Haveremos de socializar os meios de produção. Portanto, deveremos acabar com a propriedade particular das empresas e do lucro individualista do capital sobre o trabalho, produzido coletivamente. Assim, começaremos acabar com a exploração do homem pelo homem. A psicopatia morrerá junto!

Saudações Socialistas.

CLAUDIO LUIZ PESSUTI

Pois e, o marketing realmente explora estes sentimentos ai em cima:uma propaganda de carros pega 2 atores famosos e coloca eles para disputarem um “racha”.Outra , sem meias palavras , passa a ideia de que se você não comprar o carro deles, e como se você estivesse morto e esquecido.Efetivamente, valores humanistas e capitalismo, água e óleo…,

Serrote

Num livro sobre os pobres na Idade Média, que li há muitos anos, constava que, naquela época, pregava-se que os pobres existiam para que os ricos pudessem salvar suas almas por meio da esmola, caso contrário iriam para o inferno. Pelo menos em teoria, tinham alguma utilidade. Hoje, ainda que sejam essenciais na prática, desapareceram da teoria, como se fosse bom que morressem todos.

Pedro

O livro do Mandeville está para sair em tradução brasileira. Vai ser publicado pela editora Top-Books. É um livro que Marx usou frequentemente no Capital. É importante precisamente pelo que diz o artigo acima.

Geysa Guimarães

Texto magnânimo. Só discordo quanto ao percentual de “psicopatas sanguessugas”. Eles abundam não só em Wall Street, mas até nas esferas “caipiras” do capitalismo.

HEBER

Modernidade foi acabar com a iniciação profissional em todas as áreas.
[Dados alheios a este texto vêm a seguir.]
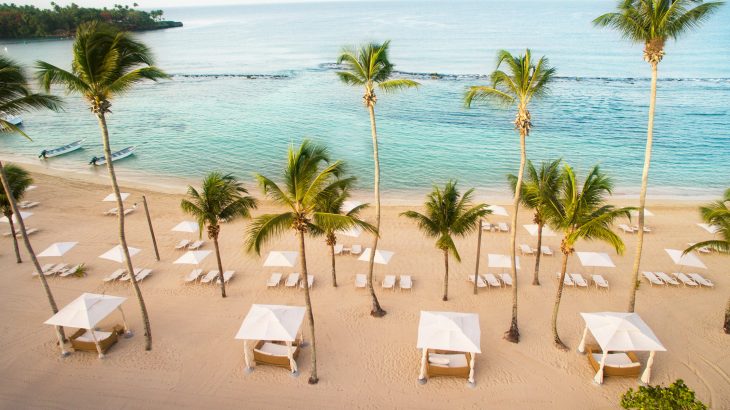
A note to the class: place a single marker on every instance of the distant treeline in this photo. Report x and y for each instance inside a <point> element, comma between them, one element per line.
<point>29,21</point>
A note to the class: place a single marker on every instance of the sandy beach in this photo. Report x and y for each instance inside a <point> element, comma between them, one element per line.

Hoje não existe mais aprendizado profissional porque foi extinto o auxiliar. o aprendiz, o junior. Extinguiu-se via tecnologia o início de carreira e os cargos de supervisão e gerência intermediários através da fusão avassaladora de empresas. Na verdade o jovem de hoje não conhecerá o processo empresarial, nem visualizará uma escada de carreira. Alguns diretores de banco atuais, começaram com office-boy e foram subindo na instituição, essa possibilidade desapareceu, na indústria, no comércio e principalmente nos serviços, os cargos ficaram estanques e a maior parte das oportunidades são reservadas a parentes e amigos.

Paciente

Eu não falo muito isso porque tenho medo de tomar um tiro, mas…

Ser democrata é, por motivos lógicos (contradição de termos básica), incompatível com ser a favor da propriedade privada.
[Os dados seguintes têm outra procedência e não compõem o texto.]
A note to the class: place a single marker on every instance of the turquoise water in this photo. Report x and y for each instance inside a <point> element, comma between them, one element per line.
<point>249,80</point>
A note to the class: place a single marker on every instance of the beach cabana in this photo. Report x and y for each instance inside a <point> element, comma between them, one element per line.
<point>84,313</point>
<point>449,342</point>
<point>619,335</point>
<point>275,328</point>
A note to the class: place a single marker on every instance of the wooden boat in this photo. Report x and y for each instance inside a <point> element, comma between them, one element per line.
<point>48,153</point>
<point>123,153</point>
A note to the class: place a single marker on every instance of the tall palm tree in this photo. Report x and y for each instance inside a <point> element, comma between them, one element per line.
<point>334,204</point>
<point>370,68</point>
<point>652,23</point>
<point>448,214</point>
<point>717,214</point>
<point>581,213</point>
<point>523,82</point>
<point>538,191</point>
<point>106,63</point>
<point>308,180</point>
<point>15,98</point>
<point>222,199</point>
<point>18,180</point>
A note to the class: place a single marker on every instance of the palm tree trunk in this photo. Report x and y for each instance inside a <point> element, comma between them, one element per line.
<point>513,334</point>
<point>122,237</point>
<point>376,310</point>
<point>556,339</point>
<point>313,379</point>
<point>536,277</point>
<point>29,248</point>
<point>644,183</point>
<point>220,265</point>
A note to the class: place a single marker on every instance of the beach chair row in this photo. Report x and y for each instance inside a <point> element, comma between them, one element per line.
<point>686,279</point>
Duvida? E se a maioria das pessoas da sociedade decidir, democraticamente, acabar com a propriedade privada?

Ora, vivemos esse “risco” diuturnamente. O orçamento militar e de segurança dos estados capitalistas explicam o resto…

Jaime

Grandes verdades em pequenas frases. Há um livro do Eduardo Gianetti, que se chama Vícios Privados, Benefícios Públicos, mais ou menos na mesma linha, mas este texto é muito mais objetivo – sem meias palavras.
Além disso, penso que mesmo o capitalismo da teoria da concorrência já não existe há muito tempo; o que temos é um socialismo empresarial, difícil de perceber atrás do biombo da mídia.
Finalmente, tenho sempre em mente o seguinte: o motor do capitalismo, o egoísmo cujas somas individuais provocariam benefícios coletivos, não passa de um vício (avareza – um dos sete pecados capitais), enquanto a solidariedade, motor do socialismo, é uma virtude. Virtudes são difíceis de praticar, ao passo que vícios são espontâneos, é fácil justificá-los com racionalizações.

Cláudio

Acho que os psicopata$$ que trabalham para Wall $$treet são em maior número: 11%, 23%, 25% ou 45%…

Fabio Passos

Quem são os tiranetes corporativos que governam o mundo?

“psicopatas clínicos”, exibindo (…) uma “capacidade sem paralelo para mentir, fabricar e manipular”.

É preciso dar cabo deste regime que está destruindo o planeta e a humanidade.
Esta “democracia ocidental” é uma completa farsa.